It's worth remembering that the continuous functions are dense in $L^1[0,1]$, so you can limit to any discontinuous function in $L^1[0,1]$ you desire. For a proof, see here.

For an explicit example, consider the sequence of functions defined for $x\in[0,1]$ by

$$f_n(x)=\begin{cases} \left(x+\frac{1}{2}\right)^n,&\text{if }0\le x<\frac{1}{2}\\\\ 1,&\text{if } \frac{1}{2}\le x\le 1\;. \end{cases}$$

One easily checks that these are continuous, but the sequence limits to a function $f$ defined by

$$f(x)=\begin{cases} 0,&\text{if }0\le x<\frac{1}{2}\\\\ 1,&\text{if } \frac{1}{2}\le x\le 1\;. \end{cases}$$

Answer 3

Just pick a sequence $\langle a_n:n\in\Bbb N\rangle$ in $\left(\frac12,1\right]$ converging to $\frac12$ and for $n\in\Bbb N$ let

$$f_n(x)=\begin{cases} 1,&\text{if }0\le x\le\frac12\\ 1-\frac1{a_n-1/2}\left(x-\frac12\right),&\text{if }\frac12\le x\le a_n\\\\ 0,&\text{if }a_n\le x\le 1\;. \end{cases}$$

It’s easily verified that $\langle f_n:n\in\Bbb N\rangle$ is Cauchy in $L^1[0,1]$, but its pointwise limit is the indicator function of $\left[0,\frac12\right]$, which is not $L^1$-equivalent to any continuous function on $[0,1]$.

Answer 4

One can try to remember $f_n(x)=\dfrac1{\mathrm e^{n(2x-1)}+1}$, which converges in $L^1$ to $f(x)=\mathbf 1_{x\leqslant1/2}$.

Answer 5

For $f\in L^1[0,1]$ we always have $$K_n*f\to f$$ in $L^1$ where $K_n$ is the Fejér-kernel.
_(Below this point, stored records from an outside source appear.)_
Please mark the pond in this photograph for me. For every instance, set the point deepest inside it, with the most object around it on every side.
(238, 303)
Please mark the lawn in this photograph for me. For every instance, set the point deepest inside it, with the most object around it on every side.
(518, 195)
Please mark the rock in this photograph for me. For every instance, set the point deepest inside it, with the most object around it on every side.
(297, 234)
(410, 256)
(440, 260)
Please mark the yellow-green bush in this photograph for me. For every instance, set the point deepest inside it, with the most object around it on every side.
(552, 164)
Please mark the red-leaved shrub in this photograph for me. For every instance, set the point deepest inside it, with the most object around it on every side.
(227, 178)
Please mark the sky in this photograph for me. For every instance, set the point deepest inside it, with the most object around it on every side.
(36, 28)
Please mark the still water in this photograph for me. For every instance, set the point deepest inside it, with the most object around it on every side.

Now, $f_n =K_n*f$ is a trigonometric polynomial which certainly belongs to $C[0,1]$.

Answer 6

Here is an easy example that shows that $C[0,1]$ with the $L^1$ norm is not complete. Let $$f_n(x) = \begin{cases} nx,& 0 \leq x \leq \frac{1}{n} \\ 1,& \frac{1}{n} \leq x \leq 1\end{cases}.$$

It should not be hard to verify that $f_n$ is a cauchy sequence with respect to the $L^1$ norm. Now if there were a function $f$ such that $f_n \rightarrow f$ in the $L^1$ metric, we would necessarily have that $f$ be $1$ for $0 < x \leq 1$ and $f(0) = 0$. But such a function cannot possibly be continuous so that $C[0,1]$ with the $L^1$ norm is not complete.